We are the times. Wow. That’s one responsibility-takin’ quote right there.

And yet, for the past 100 years or so, we moderns have engaged in an absolutely inexplicable bit of split-brain thinking in which we have severed ourselves from “the times” and talked as though a mere spot on the calendar—not reason, not revelation, and certainly not our choices—is what determines the truth or falsehood of particular idea. We’ve gotten used to accepting utterly ridiculous statements like “People used to believe in miracles, but this is the 21st century!” as though that constituted a rational argument. We’ve accepted the utterly preposterous notion that if something was believed during the so-called “Age of Faith” it is ipso facto ridiculous, while simultaneously accepting the notion that if a guy in a lab coat says something, it is a scientific fact.

All you need to see how utterly silly such an argument is, is to replace it with an appeal to any other unit of time than a century. “A miraculous healing? But this is Monday, September 12!” “People used to believe in the Resurrection of Jesus Christ when it was 1:00 PM. But, honestly! It’s 2:00 PM! Who believes such things now?”
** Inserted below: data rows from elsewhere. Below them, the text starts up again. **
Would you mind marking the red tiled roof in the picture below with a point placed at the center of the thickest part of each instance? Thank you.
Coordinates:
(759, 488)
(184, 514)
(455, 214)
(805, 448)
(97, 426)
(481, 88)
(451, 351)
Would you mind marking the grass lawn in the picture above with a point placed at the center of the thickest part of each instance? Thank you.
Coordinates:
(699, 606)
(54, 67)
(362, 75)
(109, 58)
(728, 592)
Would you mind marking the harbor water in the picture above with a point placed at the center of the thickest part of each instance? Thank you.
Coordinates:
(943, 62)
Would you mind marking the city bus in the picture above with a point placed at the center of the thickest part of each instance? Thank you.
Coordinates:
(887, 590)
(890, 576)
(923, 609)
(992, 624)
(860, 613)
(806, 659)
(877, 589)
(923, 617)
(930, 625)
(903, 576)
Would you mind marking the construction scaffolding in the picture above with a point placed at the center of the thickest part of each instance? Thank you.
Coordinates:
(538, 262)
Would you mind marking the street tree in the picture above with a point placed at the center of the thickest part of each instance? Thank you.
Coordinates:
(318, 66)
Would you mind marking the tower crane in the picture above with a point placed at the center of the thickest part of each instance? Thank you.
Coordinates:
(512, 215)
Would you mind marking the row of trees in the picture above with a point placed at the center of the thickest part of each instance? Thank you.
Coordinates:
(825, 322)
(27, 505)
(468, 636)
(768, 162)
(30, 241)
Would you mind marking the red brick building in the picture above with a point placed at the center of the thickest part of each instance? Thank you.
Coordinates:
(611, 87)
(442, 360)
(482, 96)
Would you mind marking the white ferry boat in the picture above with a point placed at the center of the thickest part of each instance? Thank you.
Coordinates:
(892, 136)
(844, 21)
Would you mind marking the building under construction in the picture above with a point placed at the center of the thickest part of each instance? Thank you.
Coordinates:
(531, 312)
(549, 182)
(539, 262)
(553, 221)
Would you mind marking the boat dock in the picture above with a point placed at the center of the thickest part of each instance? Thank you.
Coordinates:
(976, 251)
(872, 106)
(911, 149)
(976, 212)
Answer: Lots of people. And they do it because they are not the sort of people who think that pointing at a watch or calendar establishes the truth or falsity of a claim. Indeed, until this peculiarly modern superstition erupted, nobody talked as though “This is the Thus and So Century” was a clincher rebuttal to a historical, philosophical or theological claim. Only in this Age of Credulous Faith could people believe such things—but that is due, not to the age, but to us. For we are the times, and we are going backward. Large parts of our civilization are now centuries behind Plato, let alone St. Paul or St. Thomas.